|The yearning for true love and the pain of lost love.
Romanticizing the dream state, while in real life, scrounging to eke out an existence.
The quest to touch something deep in all readers--to create something new, something magical with the webcomics medium!!
But am I even an artist? And if so, am I good?
Or am I great? Dare I even ask such questions?
These are some of the recurring themes that swirl about in Mr. Garza's "Magic Inkwell Comic Strip Theatre"—a webcomic less about any particular cartoon character (though a certain Dingbat the cat serves as the beard) or telling any particular story, but more a series of cartoon reflections of the emotional and thematic concerns of the creator, Mr. Cayetano Garza.
This is one of the toughest webcomic reviews I've had to write because, while most of the individual "Inkwell" comic strips I wasn't crazy about (details forthcoming), for the few that worked, I really felt that I'd made a connection with the creator and have been given a private ticket into his soul.
Navigation & Technical Issues
Starting with the mundane but important issue of site navigation, I really hated the fact that there were no Next Buttons to navigate through the strips. Making matters worse, there was no numbering on the actual strip pages to indicate which cartoon I was currently on. Making matters still worse, there was no "visited link" color change on the archive spine to indicate which ones I'd read. So I wasted time constantly re-clicking on a strip I'd already read or accidentally skipping strips. Eventually I tried to keep track in my head of exactly which strip number I was on, but some added navigational buttons would make this a much smoother sailing experience for future readers.

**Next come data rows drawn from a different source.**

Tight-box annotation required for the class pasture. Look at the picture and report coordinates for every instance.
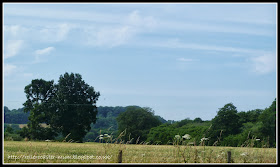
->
[4,141,277,163]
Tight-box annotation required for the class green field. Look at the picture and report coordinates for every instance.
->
[4,141,276,163]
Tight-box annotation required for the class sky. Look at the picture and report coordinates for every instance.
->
[2,3,277,121]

Another annoying navigational issue involved an aesthetic conceit, presumably influenced by Scott McCloud's "infinite canvas" boosterism, that somehow it's better, more chichi, to scroll up and down, all around, and off the sides of the standard screen dimensions to read a webcomic. Most of the time this extra scrolling served no aesthetic purpose, and the content could easily have been displayed within a standard window or a single scrolling direction. On the occasional strip when the technique actually did seem to serve a purpose, the impact had already been diluted by using the effect too often as a cheap novelty device.
Also, external links need to be overhauled as several of the songs didn't load for me at all and some of the strips appeared to have missing images.

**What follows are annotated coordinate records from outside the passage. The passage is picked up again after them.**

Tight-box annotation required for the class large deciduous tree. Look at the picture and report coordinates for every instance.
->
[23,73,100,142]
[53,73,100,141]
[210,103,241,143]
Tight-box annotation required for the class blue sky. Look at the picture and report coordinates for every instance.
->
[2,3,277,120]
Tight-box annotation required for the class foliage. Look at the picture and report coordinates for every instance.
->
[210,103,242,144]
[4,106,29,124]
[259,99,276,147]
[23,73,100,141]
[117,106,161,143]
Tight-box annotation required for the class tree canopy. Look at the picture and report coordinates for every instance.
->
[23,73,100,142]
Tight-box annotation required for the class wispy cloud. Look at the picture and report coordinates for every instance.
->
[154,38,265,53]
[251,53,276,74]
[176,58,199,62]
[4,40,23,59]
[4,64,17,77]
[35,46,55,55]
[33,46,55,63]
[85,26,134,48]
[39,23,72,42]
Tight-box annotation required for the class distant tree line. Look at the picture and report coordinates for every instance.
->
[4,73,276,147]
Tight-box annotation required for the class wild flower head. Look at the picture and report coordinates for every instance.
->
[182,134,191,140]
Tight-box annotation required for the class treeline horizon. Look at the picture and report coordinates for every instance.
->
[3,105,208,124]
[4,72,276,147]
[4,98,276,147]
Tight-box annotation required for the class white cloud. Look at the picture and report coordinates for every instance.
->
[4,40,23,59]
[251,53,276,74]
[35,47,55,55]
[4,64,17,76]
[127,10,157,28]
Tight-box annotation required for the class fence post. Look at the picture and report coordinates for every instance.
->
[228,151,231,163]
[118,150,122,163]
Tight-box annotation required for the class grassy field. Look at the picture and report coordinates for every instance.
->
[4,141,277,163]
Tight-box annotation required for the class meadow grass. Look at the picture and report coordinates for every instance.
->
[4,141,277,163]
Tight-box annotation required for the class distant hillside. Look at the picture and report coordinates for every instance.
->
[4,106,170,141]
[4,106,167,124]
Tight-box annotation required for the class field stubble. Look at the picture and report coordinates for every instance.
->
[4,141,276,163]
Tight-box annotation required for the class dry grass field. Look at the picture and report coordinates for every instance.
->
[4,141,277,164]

The artwork was very uneven. With so much experimentation going on, it's really difficult to make any kind of general statement about the art. The early strips were a mish-mash of styles (some too sketchy for my tastes), but by the final strips, it seemed like Mr. Gaza had developed some very nice line work and used colors to good effect.
There were a couple of strips that were specific homages to George Herriman's "Krazy Kat", but really, the whole look seemed like a pastiche of homages to Krazy Kat, Max Fleisher, Rene Magritte, Underground Comix, and assorted head shop stickers. There's nothing wrong with that; I love those too, but sometimes it felt like Mr. Garza was too much under the influence of his idols.
There was also an over-reliance on easily crafted GIF animations and Photoshop filter effects to represent the concept of "imagination". Those things can be fun to look at and are wonderful if used to enhance the story (a lá "Argon Zark!"), but in "Magic Inkwell" I felt I was often getting all candy sprinkles and no meal.
There was a lot of sappy, greeting card-style verse decorated with cute cartoon characters. While these sentiments can be beautiful if crafted as a gift for a specific individual, for a general reader like myself, I think a bit more is expected from a webcomic. I need more details in order to really feel that love Mr. Garza wants to express. I'd rather see Dingbat and the cat woman acting out real events (or fictionalized events) from Mr. Garza's own life, as opposed to some iconic representation of love.
I was even less enthused by the philosophical pieces regarding the medium itself. I realize that Scott McCloud was a big influence on Mr. Garza and all, but Garza doesn't really have the knack like McCloud does of linking idea to idea and tying things all together in a satisfying intellectual way. Instead, the "Inkwell" pieces came off as obvious, tiresome, and/or preachy.
Despite all my griping, there were several strips that hit the mark for me. They either made that necessary emotional connection or used visuals in clever way that actually complimented the piece. I'm Sorry, Red Rocket, As I Watch You Sleep, I Cant' Draw, and The Burning Question all captured for me some of the intended inkwell "magic". "The Burning Question" in particular stood out as a more epic, fully realized piece. It captured many of the recurring themes and took me on a journey inside the realms of Mr. Garza's fictional and real life in a truly satisfying way. It seemed to have just the right balance of surrealism, autobiography and emotional truth (and it had a nice narrative arc).
If I were to recommend the "Magic Inkwell" to someone, I'd say start with the strips listed above, and if you dig them, you may wish to sample the rest.